Hunter, Hanna Rose and the long search for a home

He stood on the front porch of the International Backpacker’s Inn, smoking a cigarette under the glow of the street lamp.

“Happy New Year!” he called as I passed.

That’s how we got to talking.

Hunter Shrewsbury says he came to Alaska 20 years ago — a shot in the dark to escape the Lower 48.

“[I] came up here with a change of clothes,” he said. “And that was it.”

He camped out in a park off International Airport Road, moved up to Fairbanks and over to the Matanuska Valley, then ended up back in Anchorage, where he bounced from hotel to hostel before finally ending up at the inn in Mountain View.

He’s been searching for an apartment of his own, he says, but landlords want too much for too little, or too much up front, and for now, he lives on the disability benefits he receives for a longtime mental illness.

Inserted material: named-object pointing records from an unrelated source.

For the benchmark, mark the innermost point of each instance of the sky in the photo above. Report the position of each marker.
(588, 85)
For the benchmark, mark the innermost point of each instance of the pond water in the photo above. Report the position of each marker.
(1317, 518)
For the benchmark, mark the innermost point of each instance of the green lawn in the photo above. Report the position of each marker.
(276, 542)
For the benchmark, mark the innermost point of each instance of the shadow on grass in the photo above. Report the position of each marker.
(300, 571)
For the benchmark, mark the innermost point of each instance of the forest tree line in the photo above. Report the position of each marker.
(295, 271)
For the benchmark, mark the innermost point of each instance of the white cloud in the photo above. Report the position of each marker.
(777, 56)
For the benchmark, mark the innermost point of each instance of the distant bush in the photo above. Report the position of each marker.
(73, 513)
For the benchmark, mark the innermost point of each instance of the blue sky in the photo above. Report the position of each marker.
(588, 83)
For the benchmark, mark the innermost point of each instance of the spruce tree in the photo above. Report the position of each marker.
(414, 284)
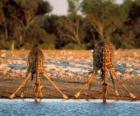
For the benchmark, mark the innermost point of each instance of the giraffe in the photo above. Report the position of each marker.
(103, 56)
(36, 70)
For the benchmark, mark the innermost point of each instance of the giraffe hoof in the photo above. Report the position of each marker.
(132, 95)
(22, 95)
(12, 96)
(117, 93)
(65, 97)
(77, 95)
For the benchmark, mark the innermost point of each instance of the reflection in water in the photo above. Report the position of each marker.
(68, 108)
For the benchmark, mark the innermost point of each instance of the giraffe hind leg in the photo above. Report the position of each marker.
(114, 84)
(131, 95)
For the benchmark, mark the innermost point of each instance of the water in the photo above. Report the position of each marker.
(68, 108)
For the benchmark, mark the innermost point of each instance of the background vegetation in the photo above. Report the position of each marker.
(24, 22)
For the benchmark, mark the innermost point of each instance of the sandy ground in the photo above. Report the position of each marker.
(68, 69)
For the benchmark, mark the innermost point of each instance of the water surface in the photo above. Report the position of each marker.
(68, 108)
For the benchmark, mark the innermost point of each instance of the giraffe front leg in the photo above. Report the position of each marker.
(122, 84)
(21, 86)
(105, 85)
(114, 84)
(88, 83)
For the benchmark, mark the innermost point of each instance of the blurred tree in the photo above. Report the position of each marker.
(105, 16)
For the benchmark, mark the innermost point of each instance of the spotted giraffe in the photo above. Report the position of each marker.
(36, 70)
(36, 67)
(103, 56)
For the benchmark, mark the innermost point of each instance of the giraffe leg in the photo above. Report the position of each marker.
(37, 89)
(122, 84)
(104, 71)
(21, 86)
(114, 84)
(53, 84)
(88, 83)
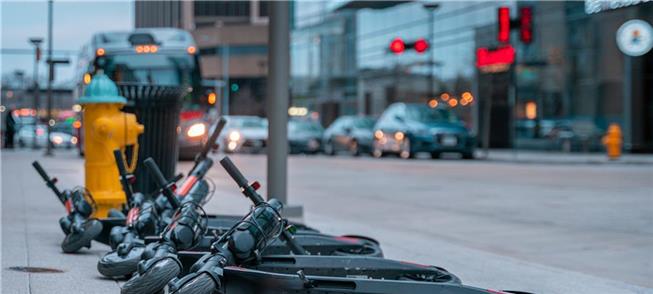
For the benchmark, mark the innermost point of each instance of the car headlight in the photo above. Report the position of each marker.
(57, 140)
(196, 130)
(234, 136)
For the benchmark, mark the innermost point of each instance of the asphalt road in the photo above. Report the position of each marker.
(545, 228)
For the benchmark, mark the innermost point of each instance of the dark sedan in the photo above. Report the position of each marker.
(407, 129)
(304, 136)
(349, 133)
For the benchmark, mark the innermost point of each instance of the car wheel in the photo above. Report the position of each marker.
(329, 149)
(354, 149)
(405, 151)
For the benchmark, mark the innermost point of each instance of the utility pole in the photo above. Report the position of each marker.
(48, 150)
(277, 104)
(37, 57)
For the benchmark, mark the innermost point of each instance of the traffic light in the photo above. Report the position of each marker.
(397, 46)
(420, 45)
(211, 98)
(503, 34)
(526, 25)
(506, 24)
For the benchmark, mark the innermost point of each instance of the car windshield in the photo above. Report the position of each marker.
(304, 126)
(425, 114)
(364, 123)
(248, 123)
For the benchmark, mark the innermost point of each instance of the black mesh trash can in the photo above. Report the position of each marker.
(157, 108)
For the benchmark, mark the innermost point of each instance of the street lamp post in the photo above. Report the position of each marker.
(48, 148)
(37, 57)
(431, 7)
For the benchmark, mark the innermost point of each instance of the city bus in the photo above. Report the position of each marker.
(154, 56)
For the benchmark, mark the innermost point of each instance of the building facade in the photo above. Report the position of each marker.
(567, 85)
(231, 37)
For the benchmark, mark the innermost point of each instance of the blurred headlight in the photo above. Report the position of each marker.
(196, 130)
(57, 140)
(399, 136)
(234, 136)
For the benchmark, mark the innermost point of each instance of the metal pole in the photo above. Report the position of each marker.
(225, 76)
(277, 100)
(37, 89)
(431, 66)
(628, 99)
(48, 150)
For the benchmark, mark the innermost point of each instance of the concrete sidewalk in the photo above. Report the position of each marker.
(544, 157)
(31, 235)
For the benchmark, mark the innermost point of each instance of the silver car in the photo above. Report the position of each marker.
(244, 134)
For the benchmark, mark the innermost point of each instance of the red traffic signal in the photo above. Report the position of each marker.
(420, 45)
(397, 46)
(526, 25)
(503, 34)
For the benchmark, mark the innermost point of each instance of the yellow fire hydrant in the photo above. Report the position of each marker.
(613, 141)
(106, 128)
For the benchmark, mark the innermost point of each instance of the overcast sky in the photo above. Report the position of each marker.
(74, 23)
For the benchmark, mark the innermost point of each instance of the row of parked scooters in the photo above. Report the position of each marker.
(166, 242)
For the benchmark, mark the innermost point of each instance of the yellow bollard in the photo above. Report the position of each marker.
(613, 141)
(106, 128)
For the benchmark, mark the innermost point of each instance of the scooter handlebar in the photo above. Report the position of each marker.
(117, 154)
(50, 182)
(233, 171)
(213, 137)
(161, 180)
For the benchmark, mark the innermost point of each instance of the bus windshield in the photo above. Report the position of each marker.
(158, 69)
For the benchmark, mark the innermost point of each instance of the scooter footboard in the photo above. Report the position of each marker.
(240, 280)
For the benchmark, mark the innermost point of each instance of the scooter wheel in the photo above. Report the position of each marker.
(154, 279)
(113, 265)
(201, 284)
(368, 249)
(75, 241)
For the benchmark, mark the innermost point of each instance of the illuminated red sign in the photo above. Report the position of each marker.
(503, 17)
(501, 57)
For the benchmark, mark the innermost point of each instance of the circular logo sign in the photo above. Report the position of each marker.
(635, 37)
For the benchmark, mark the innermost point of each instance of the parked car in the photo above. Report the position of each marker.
(25, 137)
(244, 134)
(193, 132)
(406, 129)
(349, 133)
(304, 136)
(576, 135)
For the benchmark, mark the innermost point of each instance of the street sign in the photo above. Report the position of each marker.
(635, 37)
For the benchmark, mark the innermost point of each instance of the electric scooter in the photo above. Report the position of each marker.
(79, 228)
(234, 265)
(123, 260)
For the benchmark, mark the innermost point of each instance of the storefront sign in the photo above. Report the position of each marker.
(635, 37)
(496, 60)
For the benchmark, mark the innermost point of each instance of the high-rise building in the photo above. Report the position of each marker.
(231, 37)
(567, 86)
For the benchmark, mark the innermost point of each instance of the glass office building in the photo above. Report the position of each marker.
(568, 83)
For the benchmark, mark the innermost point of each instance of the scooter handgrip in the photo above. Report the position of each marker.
(213, 137)
(163, 183)
(41, 171)
(117, 154)
(156, 172)
(233, 171)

“Everybody’s just like, ‘Well go apply for housing.’ No. I don’t want it,” he said. “There are people that need that housing more than I do.”

His dream for the future goes like this: He’ll buy some property of his own, become a landlord — a good one — and open an LGBT tavern called Hanna Rose’s, named after the woman he’d like to become.

“But in order for that to happen, I’ve got to get out of here first,” he said, flicking his cigarette into a tin can on the porch. “I’ve got to go get that apartment.”